The limitation of our study is that cartilage volume was not evaluated during the examination of cartilage thickness in the patients by ultrasonography. The strengths of our study are that it is the first study in which femoral cartilage thicknesses were compared by grouping stroke patients according to the presence or absence of knee hyperextension. The other strengths of our study are the use of a valid and reliable method, such as a three-dimensional motion analysis system in grouping the patients and the evaluation of the joint cartilage thickness with a valid method, such as ultrasonography.

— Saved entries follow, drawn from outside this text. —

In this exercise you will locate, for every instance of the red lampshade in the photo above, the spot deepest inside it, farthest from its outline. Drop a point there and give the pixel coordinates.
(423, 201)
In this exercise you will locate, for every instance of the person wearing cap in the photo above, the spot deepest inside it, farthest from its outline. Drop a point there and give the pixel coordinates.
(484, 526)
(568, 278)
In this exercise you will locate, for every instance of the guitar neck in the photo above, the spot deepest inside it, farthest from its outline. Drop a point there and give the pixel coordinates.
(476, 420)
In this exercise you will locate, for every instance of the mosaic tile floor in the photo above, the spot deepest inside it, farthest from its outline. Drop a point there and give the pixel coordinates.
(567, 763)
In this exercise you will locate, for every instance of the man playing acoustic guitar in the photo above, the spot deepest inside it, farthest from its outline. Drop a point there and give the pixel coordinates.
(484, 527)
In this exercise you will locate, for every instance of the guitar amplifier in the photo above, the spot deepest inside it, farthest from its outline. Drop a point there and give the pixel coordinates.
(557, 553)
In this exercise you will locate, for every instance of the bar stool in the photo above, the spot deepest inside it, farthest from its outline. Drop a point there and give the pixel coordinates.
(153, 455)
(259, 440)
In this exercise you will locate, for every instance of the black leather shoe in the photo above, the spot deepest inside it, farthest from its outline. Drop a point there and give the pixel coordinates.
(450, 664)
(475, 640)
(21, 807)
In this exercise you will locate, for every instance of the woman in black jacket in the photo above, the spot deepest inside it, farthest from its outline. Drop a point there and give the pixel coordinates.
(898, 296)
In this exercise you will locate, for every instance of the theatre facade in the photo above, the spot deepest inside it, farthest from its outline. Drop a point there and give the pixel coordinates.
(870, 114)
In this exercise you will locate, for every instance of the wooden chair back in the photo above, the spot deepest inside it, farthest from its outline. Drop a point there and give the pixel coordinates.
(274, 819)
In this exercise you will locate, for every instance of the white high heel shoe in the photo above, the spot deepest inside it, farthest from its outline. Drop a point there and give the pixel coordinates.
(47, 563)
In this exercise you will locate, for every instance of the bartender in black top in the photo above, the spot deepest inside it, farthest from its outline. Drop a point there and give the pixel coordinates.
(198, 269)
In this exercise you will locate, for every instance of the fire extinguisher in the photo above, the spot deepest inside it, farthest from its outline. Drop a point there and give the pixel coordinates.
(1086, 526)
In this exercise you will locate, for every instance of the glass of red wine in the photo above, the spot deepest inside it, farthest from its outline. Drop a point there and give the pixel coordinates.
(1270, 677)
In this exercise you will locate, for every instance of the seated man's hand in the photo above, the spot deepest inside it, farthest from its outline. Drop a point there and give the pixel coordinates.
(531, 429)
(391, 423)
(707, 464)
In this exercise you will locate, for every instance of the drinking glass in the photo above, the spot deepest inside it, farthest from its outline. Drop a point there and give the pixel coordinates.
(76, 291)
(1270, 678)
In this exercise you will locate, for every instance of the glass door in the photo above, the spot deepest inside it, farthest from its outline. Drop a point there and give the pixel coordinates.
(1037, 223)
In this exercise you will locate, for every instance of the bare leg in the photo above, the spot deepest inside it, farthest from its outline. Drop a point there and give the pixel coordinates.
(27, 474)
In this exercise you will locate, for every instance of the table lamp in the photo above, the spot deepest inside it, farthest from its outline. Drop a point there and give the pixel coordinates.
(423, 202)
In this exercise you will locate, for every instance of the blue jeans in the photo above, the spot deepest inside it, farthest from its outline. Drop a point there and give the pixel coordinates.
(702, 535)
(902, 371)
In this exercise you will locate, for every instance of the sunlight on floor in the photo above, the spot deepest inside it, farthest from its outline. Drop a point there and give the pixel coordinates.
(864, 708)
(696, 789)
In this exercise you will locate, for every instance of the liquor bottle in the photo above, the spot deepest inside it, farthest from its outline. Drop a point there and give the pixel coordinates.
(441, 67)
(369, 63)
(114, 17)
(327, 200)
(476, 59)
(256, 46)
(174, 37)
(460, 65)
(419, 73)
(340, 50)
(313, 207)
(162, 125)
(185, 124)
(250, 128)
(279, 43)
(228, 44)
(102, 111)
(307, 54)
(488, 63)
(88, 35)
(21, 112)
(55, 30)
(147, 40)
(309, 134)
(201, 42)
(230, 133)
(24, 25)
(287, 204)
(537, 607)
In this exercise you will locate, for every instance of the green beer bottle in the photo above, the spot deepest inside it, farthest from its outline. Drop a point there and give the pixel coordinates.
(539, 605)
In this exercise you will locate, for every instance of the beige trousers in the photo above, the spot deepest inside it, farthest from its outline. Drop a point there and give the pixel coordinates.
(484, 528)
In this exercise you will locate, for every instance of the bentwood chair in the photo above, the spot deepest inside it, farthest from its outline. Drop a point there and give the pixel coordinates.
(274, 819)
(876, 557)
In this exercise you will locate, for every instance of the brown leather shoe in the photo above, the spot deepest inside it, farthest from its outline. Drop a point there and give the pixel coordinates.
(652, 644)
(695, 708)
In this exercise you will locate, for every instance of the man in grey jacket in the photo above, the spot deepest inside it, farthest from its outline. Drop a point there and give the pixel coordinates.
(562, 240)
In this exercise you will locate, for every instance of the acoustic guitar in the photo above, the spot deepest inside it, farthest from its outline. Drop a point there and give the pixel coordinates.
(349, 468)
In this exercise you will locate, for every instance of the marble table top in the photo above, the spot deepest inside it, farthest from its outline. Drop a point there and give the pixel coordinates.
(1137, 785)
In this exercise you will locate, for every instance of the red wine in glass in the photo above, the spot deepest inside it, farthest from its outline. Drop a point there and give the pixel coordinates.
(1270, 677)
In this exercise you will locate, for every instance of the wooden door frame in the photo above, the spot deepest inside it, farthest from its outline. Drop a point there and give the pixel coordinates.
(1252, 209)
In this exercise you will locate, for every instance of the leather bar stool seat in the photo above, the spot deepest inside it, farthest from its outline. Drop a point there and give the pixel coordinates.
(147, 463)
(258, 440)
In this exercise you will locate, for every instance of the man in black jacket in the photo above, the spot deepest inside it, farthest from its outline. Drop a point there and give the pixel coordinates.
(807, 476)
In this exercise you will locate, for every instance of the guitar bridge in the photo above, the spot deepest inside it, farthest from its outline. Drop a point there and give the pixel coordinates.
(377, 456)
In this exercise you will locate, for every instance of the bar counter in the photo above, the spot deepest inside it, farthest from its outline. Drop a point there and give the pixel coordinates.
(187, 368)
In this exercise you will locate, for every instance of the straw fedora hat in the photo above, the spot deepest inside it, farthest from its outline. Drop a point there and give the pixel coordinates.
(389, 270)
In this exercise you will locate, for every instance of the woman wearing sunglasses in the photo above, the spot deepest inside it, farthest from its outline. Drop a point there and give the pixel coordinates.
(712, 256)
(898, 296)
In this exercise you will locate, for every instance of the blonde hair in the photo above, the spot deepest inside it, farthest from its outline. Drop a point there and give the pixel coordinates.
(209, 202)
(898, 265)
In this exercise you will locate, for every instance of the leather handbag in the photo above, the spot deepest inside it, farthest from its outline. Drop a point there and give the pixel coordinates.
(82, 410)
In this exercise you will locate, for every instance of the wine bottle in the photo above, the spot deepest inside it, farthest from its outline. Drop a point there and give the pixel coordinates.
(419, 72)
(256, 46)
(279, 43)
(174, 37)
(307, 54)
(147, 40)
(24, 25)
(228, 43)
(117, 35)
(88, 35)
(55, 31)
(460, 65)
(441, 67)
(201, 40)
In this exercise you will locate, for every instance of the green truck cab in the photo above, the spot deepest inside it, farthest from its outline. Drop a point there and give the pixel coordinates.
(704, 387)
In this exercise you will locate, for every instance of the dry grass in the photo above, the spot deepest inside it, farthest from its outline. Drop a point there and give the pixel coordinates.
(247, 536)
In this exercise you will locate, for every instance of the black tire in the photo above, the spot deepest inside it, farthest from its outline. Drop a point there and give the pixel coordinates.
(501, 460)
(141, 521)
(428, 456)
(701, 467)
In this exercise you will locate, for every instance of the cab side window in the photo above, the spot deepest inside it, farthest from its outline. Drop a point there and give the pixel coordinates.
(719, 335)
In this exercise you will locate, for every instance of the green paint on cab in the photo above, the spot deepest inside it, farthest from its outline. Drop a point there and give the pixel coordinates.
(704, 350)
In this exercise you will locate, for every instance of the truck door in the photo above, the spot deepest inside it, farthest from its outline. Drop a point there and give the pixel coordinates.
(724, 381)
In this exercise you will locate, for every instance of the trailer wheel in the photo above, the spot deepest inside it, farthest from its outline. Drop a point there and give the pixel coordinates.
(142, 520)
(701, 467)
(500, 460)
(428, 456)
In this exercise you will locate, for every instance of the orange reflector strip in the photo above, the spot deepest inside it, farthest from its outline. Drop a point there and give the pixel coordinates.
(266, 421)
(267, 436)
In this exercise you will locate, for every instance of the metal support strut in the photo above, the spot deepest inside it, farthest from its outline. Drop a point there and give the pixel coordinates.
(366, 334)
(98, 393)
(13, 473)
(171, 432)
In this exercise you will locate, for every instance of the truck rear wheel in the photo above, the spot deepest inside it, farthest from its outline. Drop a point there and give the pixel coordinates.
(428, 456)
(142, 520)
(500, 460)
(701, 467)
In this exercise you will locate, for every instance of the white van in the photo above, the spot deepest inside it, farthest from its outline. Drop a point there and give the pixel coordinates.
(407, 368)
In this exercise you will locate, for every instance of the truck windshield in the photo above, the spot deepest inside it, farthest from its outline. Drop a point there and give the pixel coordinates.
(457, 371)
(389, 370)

CONCLUSIONSThe presence of knee hyperextension during walking in stroke patients is an important factor that causes loss of femoral cartilage thickness. In addition, considering our results, it was thought that biomechanical changes caused by knee hyperextension rather than asymmetry due to hemiparesis and impaired loading patterns might affect femoral cartilage thickness in stroke patients. Considering orthopedic problems such as joint degeneration and osteoarthritis caused by changes in cartilage thickness in the knee joint, it is important to evaluate knee hyperextension in stroke patients and to include preventive approaches in the rehabilitation program. Our study is expected to lead to research examining interventions affecting knee hyperextension and femoral cartilage thickness. In addition, knowing the effects of knee hyperextension, common during walking in stroke patients, on joint cartilage thickness will provide important information for clinicians regarding the ambulation processes of these patients and their rehabilitation approaches.
ACKNOWLEDGMENTSThe authors thank all the individuals who participated in the study. The authors dedicate this article to our dear teacher, the late Prof Dr Kadriye Armutlu, who contributed to all stages of this article and passed away on December 25, 2022. May our teacher rest in peace.